MANGGARAI BARAT – Ketegangan hebat mewarnai lanjutan Turnamen Babak 16 Besar Sepak Bola HUT Paroki Hati Kudus Yesus Lando ke-33 di Desa Mbuit. Laga tensi tinggi yang mempertemukan tim Lekaturi Jaya melawan Legam berakhir dengan kericuhan setelah suporter kedua kubu terlibat aksi saling serang menggunakan batu dan kayu di area lapangan Lando, Desa Mbuit, Kecamatan Boleng, Manggarai Barat, NTT, pada Minggu (14/6/2026) sore.
Laga yang sempat menyajikan aksi saling kejar skor tersebut terpaksa dihentikan setelah suporter kedua tim terlibat aksi saling lempar batu dan kayu akibat tensi tinggi di akhir babak kedua.
Sejak peluit pertama dibunyikan, Legam FC langsung tampil menekan dan berhasil mendominasi jalannya pertandingan. Hasilnya, Legam FC sukses menutup babak pertama dengan keunggulan meyakinkan 2-0. Namun, jalannya pertandingan berubah drastis memasuki paruh kedua. Strategi jitu yang diterapkan oleh pelatih Lekaturi Jaya berhasil mengubah alur permainan secara total. Lewat skema serangan balik yang efektif, Lekaturi Jaya sukses membalikkan keadaan menjadi 3-2 pada babak kedua.
Perubahan skor yang dramatis dan tensi tinggi di dalam lapangan rupanya memicu kepanikan dan frustrasi di bangku penonton.

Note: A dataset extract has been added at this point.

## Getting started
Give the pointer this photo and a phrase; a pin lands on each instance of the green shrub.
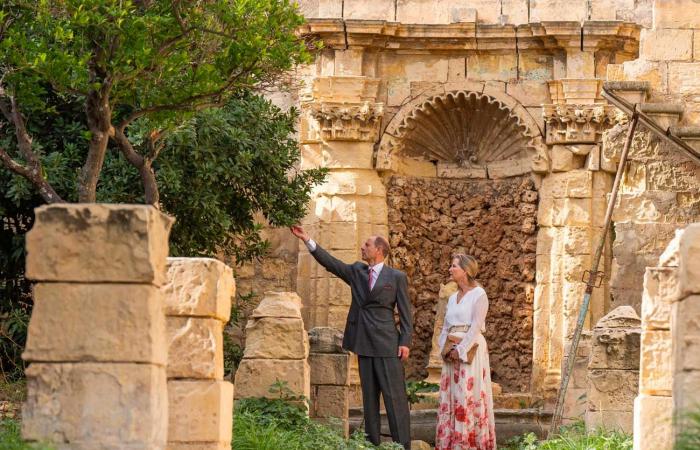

Pantauan lansung awak media ini, bentrokan bermula ketika atmosfer pertandingan di dalam lapangan mulai memanas. Gesekan antar-pemain di sela-sela laga diduga memicu reaksi berlebihan dari para pendukung di pinggir lapangan. Situasi yang awalnya hanya berupa adu mulut dengan cepat eskalasi menjadi anarkis ketika oknum suporter mulai melemparkan batu dan kayu ke arah kelompok lawan, memicu aksi balasan yang membuat penonton lain berhamburan menyelamatkan diri.
Aparat keamanan dari personel gabungan TNI-Polri bersama panitia lokal langsung melakukan tindakan tegas untuk melerai massa yang bertikai. Petugas terpaksa merangsek ke tengah lapangan guna memisahkan kedua kubu dan menghalau suporter agar tidak melakukan pengrusakan lebih lanjut pada fasilitas umum di Lapangan Lando.
Namun, minimnya jumlah aparat keamanan yang bersiaga di lokasi membuat panitia penyelenggara kewalahan dan tak berdaya saat mencoba melerai aksi saling serang menggunakan batu dan kayu antar-kedua kelompok suporter.
Akibat insiden saling lempar ini, pertandingan terpaksa dihentikan total demi menjamin keselamatan para pemain dan perangkat pertandingan.
Hingga berita ini diturunkan, Ketua Panitia penyelenggara turnamen HUT Paroki Lando belum memberikan konfirmasi resmi terkait kelanjutan atau nasib dari pertandingan kedua tim tersebut.